If the word legend has any meaning in the graphic arts and if the term legendary can be applied with accuracy to the career of any designer, it can certainly be applied to Paul Rand (1914-1996). In 1951, the legend was already firmly in place. By then Paul had completed his first career as a designer of media promotion at Esquire-Coronet -- and as an outstanding cover designer for Apparel Arts and Directions. He was well along on a second career as an advertising designer at the William Weintraub agency which he had joined as art director at its founding. Paul Rand's book, Thoughts on Design, with reproductions of almost one hundred of his designs and some of the best words yet written on graphic design, had been published four years earlier‹a publishing event that cemented his international reputation and identified him as a designer of influence from Zurich to Tokyo.

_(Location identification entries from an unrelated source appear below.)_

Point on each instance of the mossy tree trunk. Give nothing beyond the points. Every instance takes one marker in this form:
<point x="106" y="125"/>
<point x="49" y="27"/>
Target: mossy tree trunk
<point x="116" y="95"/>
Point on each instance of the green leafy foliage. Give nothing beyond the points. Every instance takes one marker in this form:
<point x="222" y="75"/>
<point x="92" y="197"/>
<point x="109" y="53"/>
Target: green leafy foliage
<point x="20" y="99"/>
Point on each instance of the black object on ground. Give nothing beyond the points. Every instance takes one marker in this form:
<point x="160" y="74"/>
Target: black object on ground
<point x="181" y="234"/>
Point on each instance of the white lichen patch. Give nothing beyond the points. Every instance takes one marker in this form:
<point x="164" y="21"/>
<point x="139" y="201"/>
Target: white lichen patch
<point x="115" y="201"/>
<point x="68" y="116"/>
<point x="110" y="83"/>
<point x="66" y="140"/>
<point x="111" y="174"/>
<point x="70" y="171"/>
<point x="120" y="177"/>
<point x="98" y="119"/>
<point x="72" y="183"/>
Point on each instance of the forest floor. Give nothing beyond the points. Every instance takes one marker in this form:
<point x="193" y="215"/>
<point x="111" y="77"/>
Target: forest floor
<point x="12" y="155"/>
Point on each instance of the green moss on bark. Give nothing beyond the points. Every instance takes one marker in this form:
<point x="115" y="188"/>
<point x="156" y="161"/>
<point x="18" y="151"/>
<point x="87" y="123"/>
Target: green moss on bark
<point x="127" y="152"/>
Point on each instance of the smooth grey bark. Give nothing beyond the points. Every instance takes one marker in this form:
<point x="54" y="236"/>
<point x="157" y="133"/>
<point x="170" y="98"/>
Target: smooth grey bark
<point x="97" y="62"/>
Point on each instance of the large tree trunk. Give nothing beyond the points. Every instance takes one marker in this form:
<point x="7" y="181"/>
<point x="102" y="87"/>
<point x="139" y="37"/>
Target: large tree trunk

The chronology of Paul Rand's design experience has paralleled the development of the modern design movement. Paul Rand's first career in media promotion and cover design ran from 1937 to 1941, his second career in advertising design ran from 1941 to 1954, and his third career in corporate identification began in 1954. Paralleling these three careers there has been a consuming interest in design education and Paul Rand's fourth career as an educator started at Cooper Union in 1942. He taught at Pratt Institute in 1946 and in 1956 he accepted a post at Yale University's graduate school of design where he held the title of Professor of Graphic Design.
In 1937 Paul launched his first career at Esquire. Although he was only occasionally involved in the editorial layout of that magazine, he designed material on its behalf and turned out a spectacular series of covers for Apparel Arts, a quarterly published in conjunction with Esquire. In spite of a schedule that paid no heed to regular working hours or minimum wage scales, he managed in these crucial years to find time to design an impressive array of covers for other magazines, particularly Directions. From 1938 on his work was a regular feature of the exhibitions of the Art Directors Club.
Most contemporary designers are aware of Paul Rand's successful and compelling contributions to advertising design. What is not well known is the significant role he played in setting the pattern for future approaches to the advertising concept. Paul was probably the first of a long and distinguished line of art directors to work with and appreciate the unique talent of William Bernbach. Paul described his first meeting with Bernbach as "akin to Columbus discovering America," and went on to say, "This was my first encounter with a copywriter who understood visual ideas and who didn?t come in with a yellow copy pad and a preconceived notion of what the layout should look like."
Paul spent fourteen years in advertising where he demonstrated the importance of the art director in advertising and helped break the isolation that once surrounded the art department. The final thought of his Thoughts on Design is worth repeating: "Even if it is true that commonplace advertising and exhibitions of bad taste are indicative of the mental capacity of the man in the street, the opposing argument is equally valid. Bromidic advertising catering to that bad taste merely perpetuates that mediocrity and denies him one of the most easily accessible means of aesthetic development."
In 1954 when Paul Rand decided that for him Madison Avenue was no longer a two-way street and he resigned from the Weintraub agency, he was cited as one of the ten best art directors by the Museum of Modern Art. This was the same year in which he received the gold medal from the Art Directors Club for his Morse Code advertisement addressed to David Sarnoff of RCA.